If everything is bug free in Development, Testing, User Acceptance Testing (UAT) how can it possibly go wrong in Production? The following post looks at how that can occur… Intermittently.
Ensure that the Server Names & SQL Instance names of your Test servers have the same or more characters than your Production Servers.
Recently I found an interesting bug. An EXECUTE @sql statement died with an error when the length of the TSQL commands in @SQL string was longer than ~500 chars.
The SQL code being executed included the Server Name as well as a variety of table names. The length of the name of the Production server SQL instance was 4 characters longer than any of the testing servers. As luck would have it, on the test servers, all the SQL Statements generated worked fine. But on the Production Server those extra 4 bytes when combined with the longest table name caused the statement to die with an error. The updates to the longest tables never happened, all the other tables were changed ok, so it was weeks before anyone noticed this “partial failure”.
I learnt 2 things from this:-
- Always put brackets around @sql when using EXECUTE statement, it is just more robust.
- Often in code you have a buffer of a finite size. Even if the Production server name is 1 byte longer than your Test server that might be enough to cause your command to lose the last character in the command & cause an error you failed to discover in UAT / Testing. Interesting huh?

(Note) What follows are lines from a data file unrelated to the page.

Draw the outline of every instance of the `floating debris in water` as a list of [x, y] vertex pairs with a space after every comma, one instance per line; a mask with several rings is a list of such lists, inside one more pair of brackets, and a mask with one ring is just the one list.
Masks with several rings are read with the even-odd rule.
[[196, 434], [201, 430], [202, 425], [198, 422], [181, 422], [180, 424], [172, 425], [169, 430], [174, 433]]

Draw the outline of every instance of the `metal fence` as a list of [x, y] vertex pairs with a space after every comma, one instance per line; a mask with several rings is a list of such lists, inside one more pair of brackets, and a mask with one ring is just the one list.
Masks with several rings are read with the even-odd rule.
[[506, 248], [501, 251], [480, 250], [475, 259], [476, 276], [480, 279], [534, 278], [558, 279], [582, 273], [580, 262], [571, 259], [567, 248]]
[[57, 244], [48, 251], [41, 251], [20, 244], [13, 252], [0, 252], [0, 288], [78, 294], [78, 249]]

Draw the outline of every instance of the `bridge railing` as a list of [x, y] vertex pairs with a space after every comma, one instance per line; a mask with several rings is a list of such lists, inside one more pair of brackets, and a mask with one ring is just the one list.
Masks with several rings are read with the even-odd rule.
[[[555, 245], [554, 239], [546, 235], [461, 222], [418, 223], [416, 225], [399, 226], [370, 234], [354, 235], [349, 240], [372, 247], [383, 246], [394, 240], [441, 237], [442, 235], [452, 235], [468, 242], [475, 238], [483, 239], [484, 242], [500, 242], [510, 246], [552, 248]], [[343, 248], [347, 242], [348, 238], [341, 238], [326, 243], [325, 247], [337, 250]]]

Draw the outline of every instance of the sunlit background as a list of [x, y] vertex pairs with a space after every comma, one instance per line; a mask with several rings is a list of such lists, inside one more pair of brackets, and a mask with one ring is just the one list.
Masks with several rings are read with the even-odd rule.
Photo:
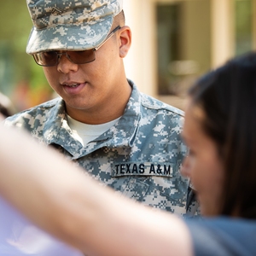
[[[256, 49], [256, 0], [124, 0], [132, 47], [127, 77], [179, 108], [187, 88], [231, 57]], [[32, 21], [25, 0], [1, 0], [0, 91], [18, 112], [55, 96], [26, 54]]]

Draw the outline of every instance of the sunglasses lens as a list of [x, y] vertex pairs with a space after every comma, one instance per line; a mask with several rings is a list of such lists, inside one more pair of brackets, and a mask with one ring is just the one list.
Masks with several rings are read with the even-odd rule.
[[40, 66], [55, 66], [58, 61], [58, 55], [55, 51], [39, 52], [34, 54], [33, 57]]
[[58, 64], [59, 55], [63, 54], [69, 61], [75, 64], [84, 64], [95, 61], [95, 50], [66, 51], [58, 53], [56, 51], [44, 51], [33, 55], [36, 62], [44, 67], [52, 67]]

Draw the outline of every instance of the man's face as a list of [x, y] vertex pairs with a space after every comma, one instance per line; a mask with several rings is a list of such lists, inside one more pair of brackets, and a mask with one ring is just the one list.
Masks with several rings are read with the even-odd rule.
[[96, 60], [74, 64], [65, 55], [55, 67], [44, 67], [46, 79], [66, 102], [67, 112], [79, 120], [79, 113], [99, 113], [119, 101], [124, 88], [119, 32], [96, 52]]

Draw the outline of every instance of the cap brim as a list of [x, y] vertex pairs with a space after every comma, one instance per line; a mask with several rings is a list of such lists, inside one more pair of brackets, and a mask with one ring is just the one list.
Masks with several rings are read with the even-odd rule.
[[84, 50], [96, 47], [109, 33], [113, 17], [93, 21], [84, 26], [56, 26], [38, 30], [32, 27], [26, 53], [33, 55], [48, 50]]

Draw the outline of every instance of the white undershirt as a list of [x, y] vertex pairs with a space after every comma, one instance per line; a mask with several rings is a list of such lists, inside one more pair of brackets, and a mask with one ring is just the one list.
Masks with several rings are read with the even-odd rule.
[[79, 140], [84, 147], [88, 143], [93, 141], [110, 129], [110, 127], [112, 127], [120, 119], [118, 118], [113, 121], [101, 125], [87, 125], [73, 119], [69, 115], [67, 116], [68, 125], [73, 132], [74, 137]]

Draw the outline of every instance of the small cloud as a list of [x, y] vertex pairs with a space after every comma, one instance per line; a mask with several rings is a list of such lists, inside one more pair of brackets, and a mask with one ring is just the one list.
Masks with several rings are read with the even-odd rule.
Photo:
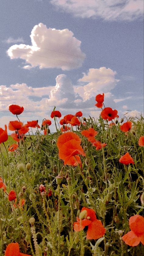
[[18, 43], [24, 43], [22, 37], [18, 37], [17, 39], [15, 39], [12, 37], [9, 37], [8, 39], [5, 40], [4, 41], [7, 44], [16, 44]]

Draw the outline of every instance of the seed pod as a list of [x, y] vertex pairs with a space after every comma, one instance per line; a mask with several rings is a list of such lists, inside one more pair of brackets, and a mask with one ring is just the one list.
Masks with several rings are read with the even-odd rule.
[[18, 165], [18, 169], [19, 171], [24, 172], [25, 170], [25, 165], [23, 163], [19, 163]]

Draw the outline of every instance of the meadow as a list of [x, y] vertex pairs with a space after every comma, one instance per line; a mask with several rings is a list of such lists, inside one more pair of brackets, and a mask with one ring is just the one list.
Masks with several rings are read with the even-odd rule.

In case you wondering if in this robust code, this error was detected & the batch immediately aborted, rolling back the batch & rising an alert. Nope. That small part of the batch failed but the rest pushed on without those rows. I can’t help wonder how many people are out there arguing with some customer service agent & are hearing “Well, thousands of our other customers got XYZ, it is unlikely that our computer just missed out on you”. 😉
I’m sure this bite you in all sorts of ways not just TSQL Dynamic Scripts.